Creations: Uncontaminated by Jacopo Godani, 2009, Prince in The Golden Cockerel by Alexei Ratmansky, 2012, and Pas de Quatre in The Sleeping Beauty by Christopher Wheeldon, 2012 

Own choreography: The Forgotten Children, the Royal Danish Ballet School, 2017, choreography for the movie De standhaftige, 2016, When H.C. Andersen Met the Little Carl Nielsen, the Royal Danish Ballet School, 2016, Hungarian and Italian Divertissements for Swan Lake, the Royal Danish Ballet, 2015, On the Feeling of Light, Aarhus Festuge, 2015, L’amour fou, Pop Up performance, 2014, Arabian pas de deux, New Year’s Eve concert, 2013, Träume, Scottish Ballet, 2008

Awards: Johannes og Ulla Poulsens Fond, 2010, Albert Gaubiers Hæderslegat, 2010


What was the first ballet you saw? 
The first ballet I saw live was The Nutcracker, and my parents bought me the sweater from the merchandise table, which I wore non-stop for about a year.

Why do you dance?
The combination of the beautiful music, the physical pursuit of perfection and losing yourself in a role, makes me feel extremely lucky to be able to earn a living through dancing. I also love that it is my job to bring joy to an audience. 
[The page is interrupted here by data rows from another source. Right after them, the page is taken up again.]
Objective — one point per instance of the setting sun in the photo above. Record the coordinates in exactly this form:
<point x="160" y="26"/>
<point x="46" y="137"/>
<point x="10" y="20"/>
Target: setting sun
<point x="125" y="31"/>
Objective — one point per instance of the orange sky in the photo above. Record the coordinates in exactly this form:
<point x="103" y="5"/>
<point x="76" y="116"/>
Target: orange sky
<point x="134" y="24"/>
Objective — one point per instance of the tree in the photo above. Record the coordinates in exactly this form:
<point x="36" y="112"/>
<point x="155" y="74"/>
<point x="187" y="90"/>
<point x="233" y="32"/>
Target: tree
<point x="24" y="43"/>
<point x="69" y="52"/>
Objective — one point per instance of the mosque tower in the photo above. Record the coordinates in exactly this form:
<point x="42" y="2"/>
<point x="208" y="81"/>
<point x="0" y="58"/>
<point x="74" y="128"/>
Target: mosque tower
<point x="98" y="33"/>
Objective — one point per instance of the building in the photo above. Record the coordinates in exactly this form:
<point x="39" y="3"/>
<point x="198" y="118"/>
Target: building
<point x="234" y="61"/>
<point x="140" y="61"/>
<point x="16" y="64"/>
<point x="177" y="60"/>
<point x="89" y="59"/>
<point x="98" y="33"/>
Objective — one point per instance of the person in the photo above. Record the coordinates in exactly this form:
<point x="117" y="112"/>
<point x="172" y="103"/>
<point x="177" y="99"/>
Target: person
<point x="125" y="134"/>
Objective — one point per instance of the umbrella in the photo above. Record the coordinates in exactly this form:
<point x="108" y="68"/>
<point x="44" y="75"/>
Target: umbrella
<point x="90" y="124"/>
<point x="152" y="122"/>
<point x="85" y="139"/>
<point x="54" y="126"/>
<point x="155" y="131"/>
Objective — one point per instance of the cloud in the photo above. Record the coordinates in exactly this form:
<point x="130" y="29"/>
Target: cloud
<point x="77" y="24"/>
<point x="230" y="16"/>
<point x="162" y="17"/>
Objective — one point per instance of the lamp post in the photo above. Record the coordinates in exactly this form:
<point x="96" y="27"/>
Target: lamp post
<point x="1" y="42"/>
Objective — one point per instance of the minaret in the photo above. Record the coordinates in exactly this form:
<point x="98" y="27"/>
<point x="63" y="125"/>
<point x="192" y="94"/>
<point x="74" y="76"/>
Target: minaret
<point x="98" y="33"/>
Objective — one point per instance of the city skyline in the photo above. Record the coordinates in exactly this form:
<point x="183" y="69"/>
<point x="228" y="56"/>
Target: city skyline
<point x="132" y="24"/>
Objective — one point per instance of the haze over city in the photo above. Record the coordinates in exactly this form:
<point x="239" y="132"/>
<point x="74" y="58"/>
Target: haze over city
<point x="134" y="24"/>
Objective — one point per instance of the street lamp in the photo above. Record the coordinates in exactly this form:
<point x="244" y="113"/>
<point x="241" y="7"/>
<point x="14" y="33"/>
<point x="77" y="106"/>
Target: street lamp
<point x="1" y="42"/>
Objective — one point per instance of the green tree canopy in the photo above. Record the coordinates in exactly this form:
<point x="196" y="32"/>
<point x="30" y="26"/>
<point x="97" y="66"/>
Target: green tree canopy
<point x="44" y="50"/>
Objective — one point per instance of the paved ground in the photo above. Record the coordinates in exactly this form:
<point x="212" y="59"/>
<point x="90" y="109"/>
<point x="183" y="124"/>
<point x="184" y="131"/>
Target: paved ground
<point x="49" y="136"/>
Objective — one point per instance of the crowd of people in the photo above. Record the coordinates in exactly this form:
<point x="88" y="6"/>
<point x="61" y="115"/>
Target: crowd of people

Why do you think that ballet is relevant today? 
I think ballet transcends all cultures. Dance talks to a very primal part of the brain. Body language and movement have formed human interaction for thousands of years. When a ballet is done well it can move an audience in a very deep way.

Do you have a backstage story that you want to share?
There is nothing better than to go to work with one’s friends and lose yourself in a world of fantasy and beauty. For the last year I have also been living with Kizzy Matiakis, her husband and their young boy. It was a very special experience to be by her side, as her prince, when she got promoted to principal and then come home together to “hygge”!